To suppose, however, that Machiavelli entertains such a simple view of political morality strikes me as a serious mistake. It is by no means clear in the first place that he is warning us to be wary of the quintessentially princely virtues of clemency and liberality. What he tells us in his discussion of these qualities is that, if we follow what are generally taken to be merciful and generous courses of action, we may indeed find ourselves in danger of losing our state. But he also tells us that much of what currently passes for clemency is really laxity, and much of what is currently praised as liberality is nothing but extravagance. The warning he issues is that “doing things that appear virtuous may result in your ruin, whereas doing other things that appear vicious may conduce to your well-being and security.” The possibility deliberately left open is that, if you properly appreciate the virtues of clemency and liberality, as opposed to following the prevailing but corrupt understanding of what they prescribe, you may find that these qualities help you to maintain rather than undermine your state.
A further objection to Bobbitt’s reading is that Machiavelli never asserts in The Prince that the sole or even the most important duty of rulers is that of maintaining the state. Machiavelli consistently declares that this goal should be regarded as subordinate to a higher purpose, that of doing great things (gran cose) of such a kind as will bring glory and greatness to the prince and benefit to the people as a whole. Alan Ryan nicely captures the significance of this point in his recent and very perceptive analysis of Machiavelli’s philosophy and its place in the politics of its time, which he entitles On Machiavelli: The Search for Glory (2013). There is no discussion in Bobbitt’s text of the quest for princely glory and greatness, but it is arguable that, if we attend to this aspect of Machiavelli’s thought, a more complex sense of the conduct appropriate to rulers begins to emerge.
Machiavelli engages most directly with the question of princely glory in chapter 8 of The Prince, in which he examines the case of Agathocles, one of the tyrants of ancient Sicily. Machiavelli’s verdict on Agathocles is that, although he rose to power solely through his own remarkable qualities, and although he successfully maintained his state against all who threatened it, he cannot be numbered among the great men of his time.

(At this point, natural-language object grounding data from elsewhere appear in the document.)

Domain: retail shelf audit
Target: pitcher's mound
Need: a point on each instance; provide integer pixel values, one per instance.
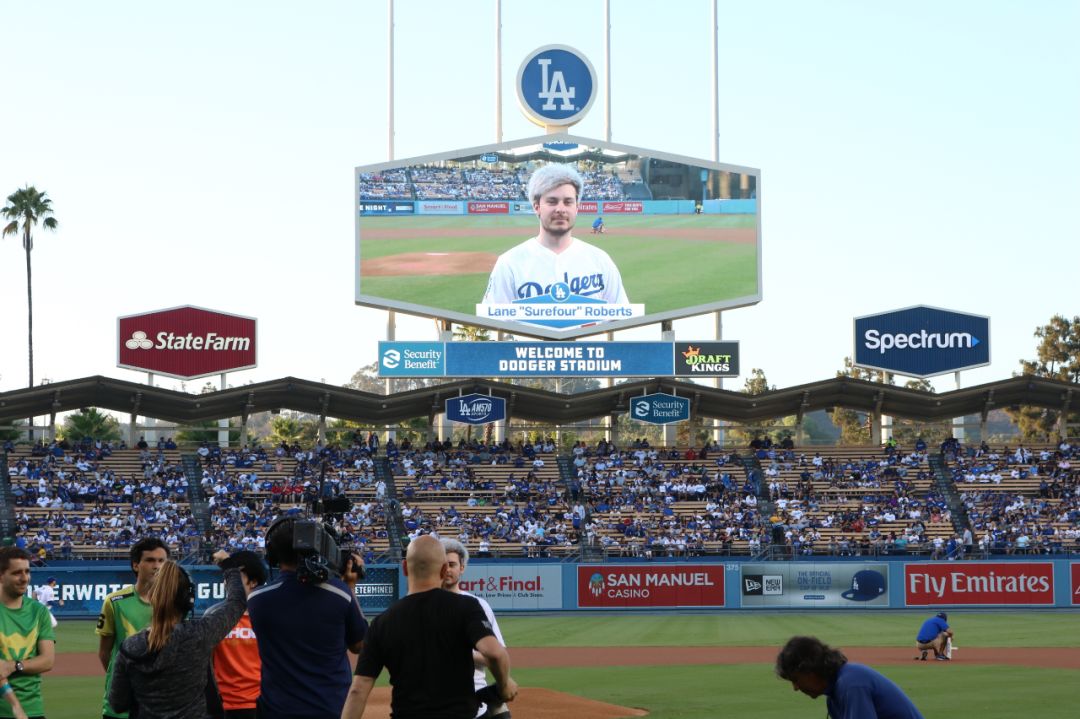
(530, 704)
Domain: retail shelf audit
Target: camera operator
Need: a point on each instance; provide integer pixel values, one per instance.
(427, 640)
(305, 629)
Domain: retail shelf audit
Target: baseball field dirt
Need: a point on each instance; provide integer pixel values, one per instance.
(536, 703)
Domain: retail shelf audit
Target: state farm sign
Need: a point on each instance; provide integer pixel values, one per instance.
(186, 342)
(636, 585)
(979, 583)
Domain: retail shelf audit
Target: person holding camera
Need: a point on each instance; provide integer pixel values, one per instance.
(163, 670)
(427, 641)
(306, 622)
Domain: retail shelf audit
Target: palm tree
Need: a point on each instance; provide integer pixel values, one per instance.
(25, 208)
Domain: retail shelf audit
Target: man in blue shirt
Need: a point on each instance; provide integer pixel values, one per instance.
(934, 634)
(852, 691)
(304, 631)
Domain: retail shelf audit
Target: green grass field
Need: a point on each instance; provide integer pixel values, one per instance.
(660, 267)
(742, 690)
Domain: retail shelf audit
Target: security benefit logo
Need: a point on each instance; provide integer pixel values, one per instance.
(706, 358)
(759, 585)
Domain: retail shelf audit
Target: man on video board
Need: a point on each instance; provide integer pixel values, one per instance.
(554, 256)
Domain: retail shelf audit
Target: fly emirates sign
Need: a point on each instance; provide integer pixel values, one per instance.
(679, 585)
(993, 583)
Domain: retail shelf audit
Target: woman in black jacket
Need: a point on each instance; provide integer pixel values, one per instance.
(162, 672)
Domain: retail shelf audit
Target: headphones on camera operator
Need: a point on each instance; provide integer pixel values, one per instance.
(312, 547)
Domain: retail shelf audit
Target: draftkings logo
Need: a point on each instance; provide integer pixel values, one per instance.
(706, 358)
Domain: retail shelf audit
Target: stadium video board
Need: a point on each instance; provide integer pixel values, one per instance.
(656, 236)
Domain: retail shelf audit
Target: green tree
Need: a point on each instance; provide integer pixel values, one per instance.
(1057, 356)
(470, 334)
(90, 423)
(24, 211)
(293, 429)
(854, 426)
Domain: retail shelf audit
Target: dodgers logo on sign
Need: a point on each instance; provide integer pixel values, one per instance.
(475, 409)
(556, 85)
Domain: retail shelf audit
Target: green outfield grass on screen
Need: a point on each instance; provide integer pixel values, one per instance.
(683, 233)
(666, 261)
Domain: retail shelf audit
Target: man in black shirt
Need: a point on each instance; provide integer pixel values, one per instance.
(426, 640)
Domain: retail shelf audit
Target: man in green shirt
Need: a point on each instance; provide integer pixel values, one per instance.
(26, 634)
(127, 611)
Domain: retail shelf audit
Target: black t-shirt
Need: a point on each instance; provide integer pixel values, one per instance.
(426, 640)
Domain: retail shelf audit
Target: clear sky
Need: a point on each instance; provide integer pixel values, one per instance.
(203, 153)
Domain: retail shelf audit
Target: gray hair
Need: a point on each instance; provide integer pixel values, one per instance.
(551, 176)
(454, 546)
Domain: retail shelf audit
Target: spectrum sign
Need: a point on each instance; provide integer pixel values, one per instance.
(991, 583)
(922, 341)
(637, 585)
(186, 342)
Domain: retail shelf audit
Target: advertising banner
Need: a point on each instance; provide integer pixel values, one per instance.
(642, 268)
(515, 586)
(1004, 583)
(922, 341)
(388, 207)
(402, 358)
(412, 358)
(488, 207)
(660, 408)
(623, 586)
(808, 584)
(623, 207)
(706, 358)
(84, 591)
(558, 358)
(186, 342)
(439, 207)
(475, 409)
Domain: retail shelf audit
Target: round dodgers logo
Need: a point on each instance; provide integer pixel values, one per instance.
(556, 85)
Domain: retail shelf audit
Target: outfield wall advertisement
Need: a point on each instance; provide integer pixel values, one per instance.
(83, 591)
(684, 358)
(650, 585)
(653, 236)
(1004, 583)
(521, 586)
(807, 585)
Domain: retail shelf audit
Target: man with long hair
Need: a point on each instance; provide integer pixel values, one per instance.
(164, 669)
(126, 611)
(852, 691)
(29, 645)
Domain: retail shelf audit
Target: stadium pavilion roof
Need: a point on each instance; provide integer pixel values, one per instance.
(526, 403)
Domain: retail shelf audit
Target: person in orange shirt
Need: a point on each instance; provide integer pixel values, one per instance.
(237, 666)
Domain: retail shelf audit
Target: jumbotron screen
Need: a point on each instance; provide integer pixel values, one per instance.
(651, 236)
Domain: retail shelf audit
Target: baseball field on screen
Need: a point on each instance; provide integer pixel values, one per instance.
(666, 261)
(1007, 665)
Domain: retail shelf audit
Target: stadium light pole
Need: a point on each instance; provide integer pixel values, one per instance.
(498, 70)
(717, 382)
(607, 70)
(391, 316)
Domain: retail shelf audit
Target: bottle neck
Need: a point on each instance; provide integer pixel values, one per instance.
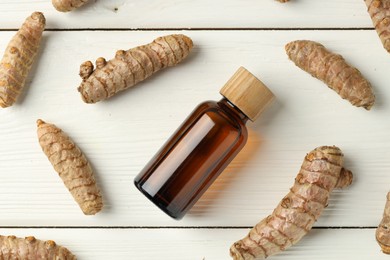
(227, 106)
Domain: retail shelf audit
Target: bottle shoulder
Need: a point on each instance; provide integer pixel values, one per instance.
(217, 109)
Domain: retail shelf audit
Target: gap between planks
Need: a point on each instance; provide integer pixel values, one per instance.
(206, 29)
(166, 227)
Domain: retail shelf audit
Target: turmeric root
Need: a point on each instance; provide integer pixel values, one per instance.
(68, 5)
(130, 67)
(18, 58)
(383, 230)
(332, 69)
(379, 11)
(71, 165)
(295, 215)
(12, 247)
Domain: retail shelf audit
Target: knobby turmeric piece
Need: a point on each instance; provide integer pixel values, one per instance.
(379, 11)
(18, 58)
(130, 67)
(383, 230)
(68, 5)
(12, 247)
(72, 166)
(295, 215)
(332, 69)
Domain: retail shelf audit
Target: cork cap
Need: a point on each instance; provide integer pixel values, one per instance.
(247, 93)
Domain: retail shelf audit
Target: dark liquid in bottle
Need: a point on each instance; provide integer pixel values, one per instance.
(193, 157)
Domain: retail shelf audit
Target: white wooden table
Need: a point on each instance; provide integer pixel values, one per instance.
(119, 136)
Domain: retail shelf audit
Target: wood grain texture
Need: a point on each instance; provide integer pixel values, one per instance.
(198, 244)
(190, 14)
(122, 134)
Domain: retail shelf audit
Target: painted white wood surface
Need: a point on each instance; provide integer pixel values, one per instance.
(191, 14)
(119, 136)
(199, 244)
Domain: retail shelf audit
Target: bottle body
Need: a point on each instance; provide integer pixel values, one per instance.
(193, 157)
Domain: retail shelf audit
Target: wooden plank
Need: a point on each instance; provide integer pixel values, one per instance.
(198, 244)
(190, 14)
(121, 135)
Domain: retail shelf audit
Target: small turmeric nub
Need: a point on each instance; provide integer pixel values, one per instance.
(379, 11)
(130, 67)
(71, 165)
(383, 230)
(68, 5)
(12, 247)
(320, 173)
(19, 57)
(333, 70)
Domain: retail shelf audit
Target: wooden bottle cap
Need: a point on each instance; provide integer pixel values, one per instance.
(247, 93)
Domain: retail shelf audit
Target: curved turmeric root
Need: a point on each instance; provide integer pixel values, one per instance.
(18, 58)
(12, 247)
(295, 215)
(68, 5)
(72, 166)
(379, 11)
(383, 230)
(333, 70)
(130, 67)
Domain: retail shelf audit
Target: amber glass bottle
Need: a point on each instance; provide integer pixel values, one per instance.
(207, 141)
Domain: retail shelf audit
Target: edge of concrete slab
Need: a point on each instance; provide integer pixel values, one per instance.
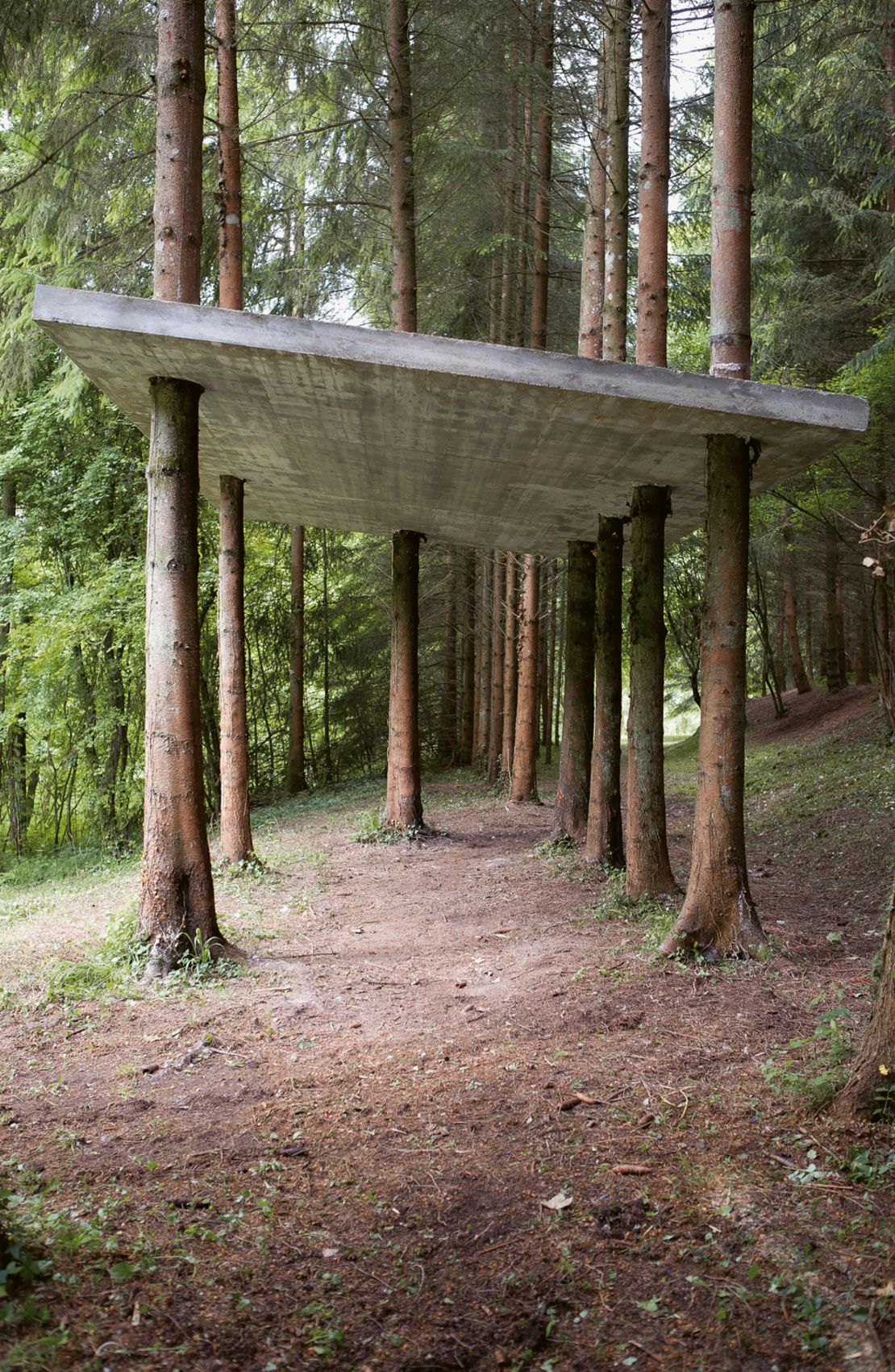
(427, 353)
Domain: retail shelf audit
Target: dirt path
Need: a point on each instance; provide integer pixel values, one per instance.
(343, 1158)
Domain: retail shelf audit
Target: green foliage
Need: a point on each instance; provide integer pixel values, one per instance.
(820, 1069)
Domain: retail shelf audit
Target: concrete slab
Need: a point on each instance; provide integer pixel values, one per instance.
(474, 444)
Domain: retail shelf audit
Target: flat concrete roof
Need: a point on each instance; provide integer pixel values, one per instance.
(474, 444)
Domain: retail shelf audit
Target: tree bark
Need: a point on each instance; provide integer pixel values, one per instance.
(401, 128)
(718, 915)
(652, 190)
(177, 894)
(484, 665)
(871, 1087)
(593, 252)
(297, 778)
(617, 125)
(509, 669)
(495, 722)
(577, 704)
(468, 712)
(832, 661)
(525, 749)
(648, 865)
(543, 183)
(403, 799)
(799, 675)
(229, 161)
(448, 732)
(236, 830)
(605, 825)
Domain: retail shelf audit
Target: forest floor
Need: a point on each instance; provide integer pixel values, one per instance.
(456, 1115)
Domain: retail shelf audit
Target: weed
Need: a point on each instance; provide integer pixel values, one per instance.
(564, 857)
(824, 1074)
(656, 914)
(374, 830)
(109, 969)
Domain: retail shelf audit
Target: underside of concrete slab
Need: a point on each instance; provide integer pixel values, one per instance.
(356, 428)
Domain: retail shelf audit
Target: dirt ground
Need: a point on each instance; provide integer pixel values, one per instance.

Why not? Bobbitt answers by drawing on the basic organizing category of his book Terror and Consent: Machiavelli despises Agathocles, he surmises, because he reduced what had been a state of consent to a state of terror. But Machiavelli says something very different. Agathocles, he writes, wanted to hold power “by violent methods and without having to feel under an obligation to anyone else,” and this prompted him to act treacherously, to betray his friends, and to kill a number of his fellow citizens. Although these policies enabled him to maintain his state, such methods are capable of winning us power but not glory (imperio, ma non gloria), and this is why Agathocles can never be numbered among rulers of the highest excellence.
Far from urging us to do anything that may seem necessary to maintain the state, Machiavelli is asking us to reserve a special contempt for those who execute this task in a despicably inglorious style. If we want a Machiavelli for our times, we could do a lot worse than make a beginning here and give some further consideration to the high value he always sets on maintaining our reputation in the world.